Seperti membuka pintu rumah yang sudah lama ditinggal kosong,
membuka kembali blog ini terasa memberikan kengerian yang sama. Berbulan-bulan
blog ini dibiarkan kosong, membuat saya merasa takut untuk kembali menulis
sesuatu, sampah sekalipun. Berkali-kali saya mencoba menulis sesuatu, tapi saya
merasa terlalu idealis. Saya berusaha menulis sesuatu dengan tema yang menarik,
bahasan yang tajam, sehingga menghasilkan tulisan yang tandensius.
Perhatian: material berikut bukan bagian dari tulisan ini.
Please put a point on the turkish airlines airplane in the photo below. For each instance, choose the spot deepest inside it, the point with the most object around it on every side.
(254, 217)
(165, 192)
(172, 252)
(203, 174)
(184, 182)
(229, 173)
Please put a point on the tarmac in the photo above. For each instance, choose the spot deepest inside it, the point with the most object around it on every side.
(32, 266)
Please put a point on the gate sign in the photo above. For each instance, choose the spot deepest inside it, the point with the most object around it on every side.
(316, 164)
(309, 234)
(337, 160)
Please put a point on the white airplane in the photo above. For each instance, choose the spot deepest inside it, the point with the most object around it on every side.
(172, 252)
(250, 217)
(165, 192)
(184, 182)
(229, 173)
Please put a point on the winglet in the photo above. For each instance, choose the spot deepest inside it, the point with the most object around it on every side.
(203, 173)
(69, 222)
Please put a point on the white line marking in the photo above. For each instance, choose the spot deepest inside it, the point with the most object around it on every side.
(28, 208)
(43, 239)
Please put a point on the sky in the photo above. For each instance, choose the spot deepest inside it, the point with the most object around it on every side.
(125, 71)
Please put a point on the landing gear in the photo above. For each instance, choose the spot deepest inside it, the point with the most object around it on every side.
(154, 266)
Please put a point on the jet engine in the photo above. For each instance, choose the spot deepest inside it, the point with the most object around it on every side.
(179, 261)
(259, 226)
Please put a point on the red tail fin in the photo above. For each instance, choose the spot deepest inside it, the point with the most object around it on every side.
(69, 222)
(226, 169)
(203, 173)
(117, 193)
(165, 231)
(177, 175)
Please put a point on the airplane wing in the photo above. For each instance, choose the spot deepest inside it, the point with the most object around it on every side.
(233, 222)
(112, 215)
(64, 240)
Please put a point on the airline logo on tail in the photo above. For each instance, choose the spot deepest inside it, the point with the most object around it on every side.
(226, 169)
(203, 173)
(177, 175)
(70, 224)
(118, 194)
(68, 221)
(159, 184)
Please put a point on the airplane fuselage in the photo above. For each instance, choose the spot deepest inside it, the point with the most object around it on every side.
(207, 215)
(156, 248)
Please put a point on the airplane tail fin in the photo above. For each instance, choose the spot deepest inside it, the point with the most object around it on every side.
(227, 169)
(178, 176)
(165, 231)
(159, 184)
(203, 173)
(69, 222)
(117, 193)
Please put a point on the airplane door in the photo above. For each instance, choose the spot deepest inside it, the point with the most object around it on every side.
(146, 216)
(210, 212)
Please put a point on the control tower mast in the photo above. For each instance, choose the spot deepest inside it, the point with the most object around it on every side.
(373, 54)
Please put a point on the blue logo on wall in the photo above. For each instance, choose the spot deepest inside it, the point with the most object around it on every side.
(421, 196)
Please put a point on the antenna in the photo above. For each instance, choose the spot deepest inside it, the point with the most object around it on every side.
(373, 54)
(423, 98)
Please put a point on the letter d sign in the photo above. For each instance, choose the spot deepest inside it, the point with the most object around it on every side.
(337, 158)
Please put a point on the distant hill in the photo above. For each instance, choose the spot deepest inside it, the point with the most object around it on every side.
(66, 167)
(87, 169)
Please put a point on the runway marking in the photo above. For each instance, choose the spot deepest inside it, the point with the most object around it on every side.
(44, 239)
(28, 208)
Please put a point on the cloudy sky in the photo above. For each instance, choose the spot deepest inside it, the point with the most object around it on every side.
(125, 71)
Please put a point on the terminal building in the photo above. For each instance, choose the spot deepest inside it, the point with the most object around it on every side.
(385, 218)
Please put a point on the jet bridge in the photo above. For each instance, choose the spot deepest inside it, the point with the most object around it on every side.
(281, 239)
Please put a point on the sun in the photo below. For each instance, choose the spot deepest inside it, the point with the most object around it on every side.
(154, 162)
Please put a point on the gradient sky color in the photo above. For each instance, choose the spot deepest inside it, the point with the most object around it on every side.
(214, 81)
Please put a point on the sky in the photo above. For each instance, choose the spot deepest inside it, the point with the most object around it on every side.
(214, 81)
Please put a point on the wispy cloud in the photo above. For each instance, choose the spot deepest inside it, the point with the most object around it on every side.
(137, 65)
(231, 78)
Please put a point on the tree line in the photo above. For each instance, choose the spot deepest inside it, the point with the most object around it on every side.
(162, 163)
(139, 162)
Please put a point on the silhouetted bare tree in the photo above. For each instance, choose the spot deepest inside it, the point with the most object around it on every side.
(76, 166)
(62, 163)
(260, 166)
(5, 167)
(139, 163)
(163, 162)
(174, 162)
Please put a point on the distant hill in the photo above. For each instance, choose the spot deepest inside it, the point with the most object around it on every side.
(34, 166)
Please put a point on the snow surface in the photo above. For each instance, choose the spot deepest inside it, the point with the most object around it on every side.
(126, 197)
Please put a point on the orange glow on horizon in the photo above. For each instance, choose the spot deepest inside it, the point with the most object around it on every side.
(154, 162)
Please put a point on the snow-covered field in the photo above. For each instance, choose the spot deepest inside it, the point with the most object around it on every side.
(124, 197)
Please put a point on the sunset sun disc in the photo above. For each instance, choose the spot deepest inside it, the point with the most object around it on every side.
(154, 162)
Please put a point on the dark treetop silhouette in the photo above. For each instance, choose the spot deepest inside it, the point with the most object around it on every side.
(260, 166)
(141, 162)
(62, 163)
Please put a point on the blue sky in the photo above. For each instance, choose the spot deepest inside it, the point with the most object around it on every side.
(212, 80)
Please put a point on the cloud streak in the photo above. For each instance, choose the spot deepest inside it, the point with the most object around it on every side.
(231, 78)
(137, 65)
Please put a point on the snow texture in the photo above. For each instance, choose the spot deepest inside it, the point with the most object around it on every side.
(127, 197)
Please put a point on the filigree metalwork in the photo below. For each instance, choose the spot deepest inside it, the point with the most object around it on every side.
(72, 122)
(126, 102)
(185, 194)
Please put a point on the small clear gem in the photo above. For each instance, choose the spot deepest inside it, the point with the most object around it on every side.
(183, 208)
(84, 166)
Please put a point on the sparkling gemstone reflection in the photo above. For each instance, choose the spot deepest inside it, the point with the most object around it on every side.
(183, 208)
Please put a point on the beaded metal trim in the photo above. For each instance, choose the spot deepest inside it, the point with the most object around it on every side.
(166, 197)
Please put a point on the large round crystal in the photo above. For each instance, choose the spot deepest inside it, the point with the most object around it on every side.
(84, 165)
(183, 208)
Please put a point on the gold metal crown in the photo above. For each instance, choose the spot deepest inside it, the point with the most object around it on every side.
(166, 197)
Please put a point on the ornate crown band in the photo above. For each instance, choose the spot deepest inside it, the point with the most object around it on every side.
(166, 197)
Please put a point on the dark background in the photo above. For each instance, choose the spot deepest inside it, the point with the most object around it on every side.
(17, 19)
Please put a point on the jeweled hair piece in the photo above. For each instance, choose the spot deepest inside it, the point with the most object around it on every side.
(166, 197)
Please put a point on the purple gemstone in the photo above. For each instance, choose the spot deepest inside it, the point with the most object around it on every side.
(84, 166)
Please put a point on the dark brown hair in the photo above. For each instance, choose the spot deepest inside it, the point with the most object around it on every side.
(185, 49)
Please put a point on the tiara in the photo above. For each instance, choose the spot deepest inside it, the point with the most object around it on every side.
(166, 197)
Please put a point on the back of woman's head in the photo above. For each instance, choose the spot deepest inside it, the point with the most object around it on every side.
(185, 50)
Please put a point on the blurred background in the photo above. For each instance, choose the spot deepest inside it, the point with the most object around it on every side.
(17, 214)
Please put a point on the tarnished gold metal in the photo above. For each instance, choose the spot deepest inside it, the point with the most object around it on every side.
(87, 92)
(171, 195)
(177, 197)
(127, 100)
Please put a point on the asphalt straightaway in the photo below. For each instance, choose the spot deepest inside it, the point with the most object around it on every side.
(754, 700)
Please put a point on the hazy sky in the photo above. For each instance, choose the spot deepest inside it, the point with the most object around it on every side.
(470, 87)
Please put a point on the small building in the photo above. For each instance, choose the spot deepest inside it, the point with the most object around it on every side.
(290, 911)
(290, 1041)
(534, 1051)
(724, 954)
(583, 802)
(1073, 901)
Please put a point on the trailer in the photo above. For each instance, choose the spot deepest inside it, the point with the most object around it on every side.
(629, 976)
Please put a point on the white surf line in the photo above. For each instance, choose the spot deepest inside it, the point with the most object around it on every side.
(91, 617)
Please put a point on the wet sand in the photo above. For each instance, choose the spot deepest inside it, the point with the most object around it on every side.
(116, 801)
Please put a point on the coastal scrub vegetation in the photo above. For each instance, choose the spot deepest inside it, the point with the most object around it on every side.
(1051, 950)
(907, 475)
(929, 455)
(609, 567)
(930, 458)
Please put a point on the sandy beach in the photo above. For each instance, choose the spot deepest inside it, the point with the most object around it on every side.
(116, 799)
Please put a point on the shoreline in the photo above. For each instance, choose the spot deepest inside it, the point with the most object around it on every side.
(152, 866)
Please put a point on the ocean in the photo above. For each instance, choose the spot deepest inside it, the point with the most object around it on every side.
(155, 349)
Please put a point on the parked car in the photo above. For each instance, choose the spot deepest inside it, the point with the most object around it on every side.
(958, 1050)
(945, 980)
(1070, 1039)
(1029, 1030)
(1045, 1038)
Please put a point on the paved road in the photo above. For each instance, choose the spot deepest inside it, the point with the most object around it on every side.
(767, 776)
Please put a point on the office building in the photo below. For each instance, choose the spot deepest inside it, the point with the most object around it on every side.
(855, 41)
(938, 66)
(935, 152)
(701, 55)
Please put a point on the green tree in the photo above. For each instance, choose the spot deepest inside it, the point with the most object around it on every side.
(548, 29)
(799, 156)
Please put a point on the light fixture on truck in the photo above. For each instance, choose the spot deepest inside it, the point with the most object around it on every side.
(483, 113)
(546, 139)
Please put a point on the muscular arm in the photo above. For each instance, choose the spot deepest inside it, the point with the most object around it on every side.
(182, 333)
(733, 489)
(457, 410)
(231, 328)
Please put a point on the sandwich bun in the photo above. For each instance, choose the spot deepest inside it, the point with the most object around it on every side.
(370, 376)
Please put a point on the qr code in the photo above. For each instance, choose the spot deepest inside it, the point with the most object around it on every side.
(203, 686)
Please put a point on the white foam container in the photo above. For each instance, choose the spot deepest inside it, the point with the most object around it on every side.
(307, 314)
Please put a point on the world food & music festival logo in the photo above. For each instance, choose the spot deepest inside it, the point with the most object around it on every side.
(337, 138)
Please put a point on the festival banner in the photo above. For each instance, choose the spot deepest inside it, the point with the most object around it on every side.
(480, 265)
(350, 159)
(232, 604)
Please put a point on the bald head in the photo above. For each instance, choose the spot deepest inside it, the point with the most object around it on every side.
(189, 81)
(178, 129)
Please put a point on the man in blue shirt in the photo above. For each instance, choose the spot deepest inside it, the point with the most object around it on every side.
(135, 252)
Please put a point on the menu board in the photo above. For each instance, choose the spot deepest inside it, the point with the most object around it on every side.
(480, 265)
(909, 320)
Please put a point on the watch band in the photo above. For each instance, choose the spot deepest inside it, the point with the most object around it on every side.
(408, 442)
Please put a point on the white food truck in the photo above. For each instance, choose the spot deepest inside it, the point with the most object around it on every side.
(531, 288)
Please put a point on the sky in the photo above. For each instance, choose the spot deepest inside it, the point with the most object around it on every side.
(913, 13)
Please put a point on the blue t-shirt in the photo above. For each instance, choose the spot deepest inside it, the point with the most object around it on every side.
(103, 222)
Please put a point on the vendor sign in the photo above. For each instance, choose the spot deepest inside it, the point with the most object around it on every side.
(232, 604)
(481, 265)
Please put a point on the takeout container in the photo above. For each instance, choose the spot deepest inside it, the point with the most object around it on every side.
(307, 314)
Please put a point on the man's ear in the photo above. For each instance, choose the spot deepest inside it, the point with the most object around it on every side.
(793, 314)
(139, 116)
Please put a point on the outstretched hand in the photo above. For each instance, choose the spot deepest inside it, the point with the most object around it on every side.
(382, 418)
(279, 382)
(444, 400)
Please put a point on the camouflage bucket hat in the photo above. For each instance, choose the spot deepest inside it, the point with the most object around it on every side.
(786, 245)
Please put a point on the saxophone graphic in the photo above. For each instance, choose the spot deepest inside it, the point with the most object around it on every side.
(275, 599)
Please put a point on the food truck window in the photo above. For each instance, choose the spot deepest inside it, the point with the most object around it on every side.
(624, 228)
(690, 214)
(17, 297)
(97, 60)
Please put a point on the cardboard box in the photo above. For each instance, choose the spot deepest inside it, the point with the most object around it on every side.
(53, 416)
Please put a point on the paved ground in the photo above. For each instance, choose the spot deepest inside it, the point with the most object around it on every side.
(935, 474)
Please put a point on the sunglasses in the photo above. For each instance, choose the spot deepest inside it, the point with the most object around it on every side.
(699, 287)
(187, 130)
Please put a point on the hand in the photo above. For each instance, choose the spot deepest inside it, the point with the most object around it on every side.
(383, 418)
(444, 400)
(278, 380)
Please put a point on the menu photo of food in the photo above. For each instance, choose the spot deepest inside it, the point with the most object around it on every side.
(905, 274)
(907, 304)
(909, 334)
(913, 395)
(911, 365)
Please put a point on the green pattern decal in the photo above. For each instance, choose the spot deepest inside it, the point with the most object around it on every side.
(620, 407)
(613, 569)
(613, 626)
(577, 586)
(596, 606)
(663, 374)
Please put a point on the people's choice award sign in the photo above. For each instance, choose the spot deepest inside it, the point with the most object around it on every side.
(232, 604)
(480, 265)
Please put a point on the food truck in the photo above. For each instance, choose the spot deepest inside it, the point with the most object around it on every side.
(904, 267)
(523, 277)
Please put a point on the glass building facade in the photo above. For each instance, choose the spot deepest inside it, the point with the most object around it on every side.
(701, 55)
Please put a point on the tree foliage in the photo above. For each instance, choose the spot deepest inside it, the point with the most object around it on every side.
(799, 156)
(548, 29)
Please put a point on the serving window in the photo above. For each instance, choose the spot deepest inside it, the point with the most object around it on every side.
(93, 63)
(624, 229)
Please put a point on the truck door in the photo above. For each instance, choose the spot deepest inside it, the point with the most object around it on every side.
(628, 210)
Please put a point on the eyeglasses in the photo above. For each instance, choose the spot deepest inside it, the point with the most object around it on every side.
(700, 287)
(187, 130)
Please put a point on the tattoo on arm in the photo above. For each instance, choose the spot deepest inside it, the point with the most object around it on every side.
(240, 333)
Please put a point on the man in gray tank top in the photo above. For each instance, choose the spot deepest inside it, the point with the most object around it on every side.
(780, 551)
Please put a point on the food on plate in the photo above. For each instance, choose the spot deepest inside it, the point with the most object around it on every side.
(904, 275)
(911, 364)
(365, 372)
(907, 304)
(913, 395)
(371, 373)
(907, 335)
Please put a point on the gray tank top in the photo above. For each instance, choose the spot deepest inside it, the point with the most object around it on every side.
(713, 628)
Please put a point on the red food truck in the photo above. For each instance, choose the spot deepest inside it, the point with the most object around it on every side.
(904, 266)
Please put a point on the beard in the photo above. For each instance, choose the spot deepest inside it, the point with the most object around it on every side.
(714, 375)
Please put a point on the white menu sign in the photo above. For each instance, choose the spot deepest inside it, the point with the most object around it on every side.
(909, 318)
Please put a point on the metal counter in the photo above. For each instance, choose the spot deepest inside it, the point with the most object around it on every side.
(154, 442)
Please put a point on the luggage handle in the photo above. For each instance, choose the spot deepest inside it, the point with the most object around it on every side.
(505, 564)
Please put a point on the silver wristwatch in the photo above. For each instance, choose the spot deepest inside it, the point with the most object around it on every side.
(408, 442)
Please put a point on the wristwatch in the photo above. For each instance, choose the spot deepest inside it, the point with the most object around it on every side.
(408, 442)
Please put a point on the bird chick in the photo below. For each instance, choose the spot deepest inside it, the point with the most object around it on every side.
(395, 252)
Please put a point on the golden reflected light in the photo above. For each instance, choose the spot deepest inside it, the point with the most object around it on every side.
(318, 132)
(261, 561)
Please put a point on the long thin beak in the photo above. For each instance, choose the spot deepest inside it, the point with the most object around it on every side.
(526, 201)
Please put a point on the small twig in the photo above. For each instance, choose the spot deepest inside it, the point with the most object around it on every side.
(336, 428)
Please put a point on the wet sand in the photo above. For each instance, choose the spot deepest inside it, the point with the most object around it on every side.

Boro-boro
bahasan yang tajam apalagi tulisan yang tandensius, mencari tema yang menarik
saja cukup menghabiskan setengah jam saya melongo depan laptop.
Awalnya saya memutuskan untuk menulis hal yang tidak menarik dan
tidak penting, seperti “kisah perjalanan Detin Nitami selama 2015” yang ditulis
dalam bahasa formal. Tapi sepertinya itu bukan ide yang baik. Karena kata Ali
r.a, jangan beri tahu tentang dirimu, temanmu tidak membutuhkannya dan musuhmu
tidak mempercayainya. Jadi saya tidak akan cerita kalau saya ini baik hati,
ramah, anggun, dan rendah hati *BWAKAKAKAK* saya hanya mencoba menuliskan keistimewaan
2015 bagi saya. Di dalamnya hanya ada beberapa momen-momen luar biasa yang
merubah arah hidup seorang saya secara keseluruhan. 2015 adalah tahun fantastis
dan tahun serba gelar baru. Saya bukan tipikal orang penggila gelar yang hobi
memanjang-manjangkan nama, tapi mendapat gelar Nyonya, S.KG dan Koas dalam satu
tahun adalah hal yang warbiasyaaaahhh. Sebuah komposisi yang mustahil untuk
tidak bersyukur karenanya.
Dan 2016 sudah datang. Ekspresi “yang bener looo???” adalah
gambaran paling tepat untuk menjelaskan situasi kondisi hati dan psikologis
saya. Itu artinya waktu yang ada untuk menyelesaikan apa yang harus
diselesaikan semakin mendesak dan.... harus diakhiri dengan akhir yang baik.
Resolusi dibuat, yang menyedihkannya adalah seringkali resolusi hanya tinggal
resolusi. Yang setiap akhir tahun tidak sengaja membaca hasil tulisan resolusi
awal tahun diikuti pertanyaan gila “serius gue pernah nulis ini???”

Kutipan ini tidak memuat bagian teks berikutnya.